There may also a lot more to be discovered about the brain and body too, in the area of some connection between the fascia and the immune system (cf. the anecdotal connection between things like yoga and "internal" martial arts and health)

We have more than anecdotal evidence. While there still things to be discovered about the interaction between fascia and the immune system, it's already quite clear that if fascia get's too loose and cells rub against each other too much they die and you get inflammation.

Macrophage also have it harder to get around when tissue is very tight.

The fact that we still get surprised by new elements of the brain suggests that there quite a lot we still don't know about the brain

Indeed, and more big surprises are bound to surface.

and uploading might be harder than previously believed

I'm sure uploading will be hard, but the discovery you mention (which looks like some extra plumbing infrastructure for the wetware at this point) does not seem to fight the idea that the cognitive processes can be abstracted and extracted from the wetware.

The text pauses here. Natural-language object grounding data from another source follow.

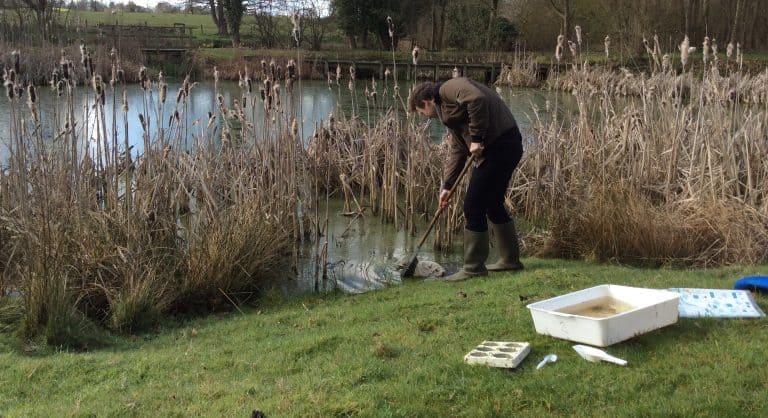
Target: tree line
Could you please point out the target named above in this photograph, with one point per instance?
(459, 24)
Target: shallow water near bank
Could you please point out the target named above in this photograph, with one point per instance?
(363, 252)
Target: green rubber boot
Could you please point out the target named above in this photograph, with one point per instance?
(475, 254)
(509, 250)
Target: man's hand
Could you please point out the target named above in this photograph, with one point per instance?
(445, 198)
(476, 149)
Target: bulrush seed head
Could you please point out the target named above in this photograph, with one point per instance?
(143, 77)
(15, 58)
(578, 34)
(9, 89)
(684, 50)
(291, 67)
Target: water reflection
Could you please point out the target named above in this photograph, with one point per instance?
(317, 102)
(362, 252)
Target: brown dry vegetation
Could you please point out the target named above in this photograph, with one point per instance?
(676, 174)
(656, 169)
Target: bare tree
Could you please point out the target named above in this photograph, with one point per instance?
(564, 9)
(494, 11)
(219, 18)
(43, 10)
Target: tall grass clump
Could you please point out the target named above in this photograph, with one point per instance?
(95, 234)
(664, 168)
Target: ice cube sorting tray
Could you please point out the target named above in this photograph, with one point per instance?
(649, 309)
(498, 354)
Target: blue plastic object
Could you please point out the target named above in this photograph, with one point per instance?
(752, 283)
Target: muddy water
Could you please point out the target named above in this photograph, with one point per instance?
(362, 252)
(598, 308)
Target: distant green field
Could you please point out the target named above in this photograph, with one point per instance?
(198, 21)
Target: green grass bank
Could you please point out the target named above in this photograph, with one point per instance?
(399, 352)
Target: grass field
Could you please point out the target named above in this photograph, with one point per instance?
(398, 352)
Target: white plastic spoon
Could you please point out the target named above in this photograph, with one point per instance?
(549, 358)
(595, 355)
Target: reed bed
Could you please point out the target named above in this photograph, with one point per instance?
(205, 217)
(665, 168)
(662, 169)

As far as I know there isn't any direct reason why this would make uploading harder; it's a non-computational element. But the fact that it took so long to discover it does mean we should expect to have missed more things.

[-][anonymous]20

I saw a fun talk at a conference in December where Jeff Lichtman showed us some of his processed data from his 5x5x30 nanometer resolution mouse brain tissue electron microscope scans (of which probably a 30 micron wide cylinder was actually properly annotated). He mentioned that only 40% of the things-that-were-clearly-synapses in the annotated dataset were the large spine-based synapses that have been well studied, and that there were a couple cells in there that he had no idea what they were at all.

(sings)

The lymph node is connected to the... central nervous system! The central nervous system is connected to the... brain lobes! The brain lobes are connected to the... Descartian ghost! Doing the consciousness dance!

Just a frivolous comment, but I'm reminded of this classic SF story.

BTW, the "Robert von Engen" in the story is clearly John von Neumann, Engen's book “Logical Control: The Computer vs. Brain” is Neumann's “The Computer and the Brain”, and Engen's paper “Memory Registers: Stimulation Criteria” takes its title from two sections of Neumann's book. I don't know how many other real-world correspondences there are. In the real world, unlike the story, Neumann's book was published posthumously.